Teaching renormalization, scaling, and universality with an example from quantum mechanics

TL;DR

This paper explores the renormalization group analysis of a quantum particle on a half-line with an inverse square potential, demonstrating scale invariance, fixed points, and universal behavior in the propagator and bound state divergence.

Contribution

It introduces a renormalization group framework for understanding scale invariance and universality in quantum mechanics with inverse square potentials, including fixed points and critical behavior.

Findings

Existence of fixed points in the Hamiltonian space.

Homogeneous scaling laws near fixed points.

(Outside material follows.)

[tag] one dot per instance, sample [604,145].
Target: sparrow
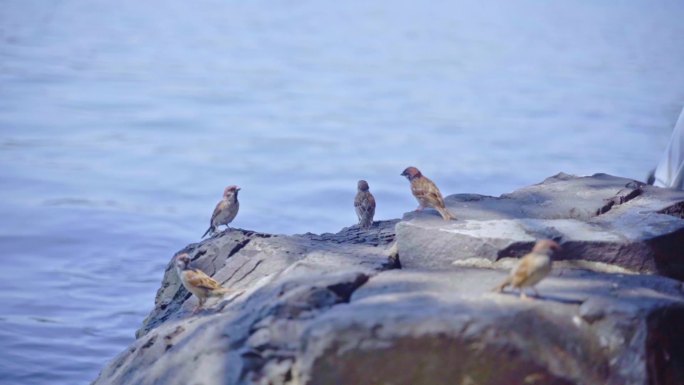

Universal critical exponent for bound state divergence.

Abstract

We discuss the quantum mechanics of a particle restricted to the half-line $x > 0$ with potential energy $V = \alpha/x^2$ for $-1/4 < \alpha < 0$. It is known that two scale-invariant theories may be defined. By regularizing the near-origin behavior of the potential by a finite square well with variable width $b$ and depth $g$, it is shown how these two scale-invariant theories occupy fixed points in the resulting $(b,g)$-space of Hamiltonians. A renormalization group flow exists in this space and scaling variables are shown to exist in a neighborhood of the fixed points. Consequently, the propagator of the regulated theory enjoys homogeneous scaling laws close to the fixed points. Using renormalization group arguments it is possible to discern the functional form of the propagator for long distances and long imaginary times, thus demonstrating the extent to which fixed points control the behavior of the cut-off theory. By keeping the width fixed and varying only the well depth, we show how the mean position of a bound state diverges as $g$ approaches a critical value. It is proven that the exponent characterizing the divergence is universal in the sense that its value is independent of the choice of regulator. Two classical interpretations of the results are discussed: standard Brownian motion on the real line, and the free energy of a certain one-dimensional chain of particles with prescribed boundary conditions. In the former example, $V$ appears as part of an expectation value in the Feynman-Kac formula. In the latter example, $V$ appears as the background potential for the chain, and the loss of extensivity is dictated by a universal power law.